From: Aaron Titus <titus@NCAT.EDU>

Lately I've been considering the terminology we use in introductory physics
and how it is sometimes confusing and vague and interpreted differently by
physicists. For instance, when you talk about a vector component and
whether it is constant, increasing, or decreasing, are you referring to the
vector component with its sign or the magnitude of the vector component?

We should refer specifically to the vector's magnitude. How can a *direction* increase or decrease? Well, it could possibly change in *the direction that we have arbitrarily named positive*, and we could call this an increase. It could also change in *the direction that we have named negative* (assuming we've already defined the positive direction, we've also implicitly defined the negative direction as well) and this could be called a decrease.

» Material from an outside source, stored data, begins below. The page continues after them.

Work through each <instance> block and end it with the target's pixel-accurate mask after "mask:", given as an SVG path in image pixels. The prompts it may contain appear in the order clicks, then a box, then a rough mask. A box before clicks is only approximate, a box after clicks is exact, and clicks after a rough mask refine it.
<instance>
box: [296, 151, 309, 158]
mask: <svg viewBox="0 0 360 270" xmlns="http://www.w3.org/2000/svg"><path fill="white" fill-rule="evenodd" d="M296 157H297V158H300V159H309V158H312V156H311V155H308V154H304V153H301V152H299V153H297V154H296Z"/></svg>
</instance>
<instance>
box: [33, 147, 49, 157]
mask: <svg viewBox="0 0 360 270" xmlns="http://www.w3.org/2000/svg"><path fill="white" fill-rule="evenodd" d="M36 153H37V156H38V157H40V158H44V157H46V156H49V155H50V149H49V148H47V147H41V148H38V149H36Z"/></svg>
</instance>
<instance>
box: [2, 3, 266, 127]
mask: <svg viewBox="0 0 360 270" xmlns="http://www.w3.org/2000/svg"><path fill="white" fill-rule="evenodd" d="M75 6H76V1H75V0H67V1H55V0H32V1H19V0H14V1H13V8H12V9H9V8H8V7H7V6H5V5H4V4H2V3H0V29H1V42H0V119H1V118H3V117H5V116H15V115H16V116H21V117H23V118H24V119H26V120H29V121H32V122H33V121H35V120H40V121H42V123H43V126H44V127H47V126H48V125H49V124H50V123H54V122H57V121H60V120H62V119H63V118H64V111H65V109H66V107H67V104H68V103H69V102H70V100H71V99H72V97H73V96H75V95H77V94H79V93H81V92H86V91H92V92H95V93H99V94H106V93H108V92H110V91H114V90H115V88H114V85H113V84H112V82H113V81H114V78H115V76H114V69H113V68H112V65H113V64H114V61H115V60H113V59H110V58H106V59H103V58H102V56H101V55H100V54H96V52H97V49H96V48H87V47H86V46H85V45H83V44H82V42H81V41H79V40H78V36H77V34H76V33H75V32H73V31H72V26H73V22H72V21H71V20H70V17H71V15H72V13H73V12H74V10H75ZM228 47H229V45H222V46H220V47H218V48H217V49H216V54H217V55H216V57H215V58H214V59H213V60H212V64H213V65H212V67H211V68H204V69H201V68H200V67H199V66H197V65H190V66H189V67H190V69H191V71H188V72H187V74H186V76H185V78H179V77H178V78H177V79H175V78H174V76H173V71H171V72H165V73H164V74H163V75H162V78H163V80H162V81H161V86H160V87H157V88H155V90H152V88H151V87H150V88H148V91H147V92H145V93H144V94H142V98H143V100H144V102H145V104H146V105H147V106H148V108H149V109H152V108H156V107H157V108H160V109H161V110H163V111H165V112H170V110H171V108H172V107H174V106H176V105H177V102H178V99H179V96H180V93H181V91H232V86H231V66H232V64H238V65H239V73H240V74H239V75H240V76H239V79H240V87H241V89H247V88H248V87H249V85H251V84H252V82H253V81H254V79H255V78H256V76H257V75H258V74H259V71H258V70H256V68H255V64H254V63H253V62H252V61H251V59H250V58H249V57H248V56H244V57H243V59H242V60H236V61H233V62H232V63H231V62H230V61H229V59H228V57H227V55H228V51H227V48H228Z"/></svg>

The concepts of *positive* and *negative* only make sense once we've defined a coordinate system. Vector quantities exist independent of any coordinate system and they have properties that can be explained in geometric terms without a coordinate system.

This came as a rather sudden, and enlightening, realization to me only recently as a result of using Matter & Interactions (Chabay and Sherwood, 1997. Wiley).

Consider a somewhat typical introductory question where an object has a
negative velocity component and a positive acceleration. Would you say
that the velocity component is increasing or decreasing, and when you use
this terminology are you referring to the velocity component or the
magnitude of the velocity component, being careful to say "magnitude" of
course?

I would refer specifically the magnitude.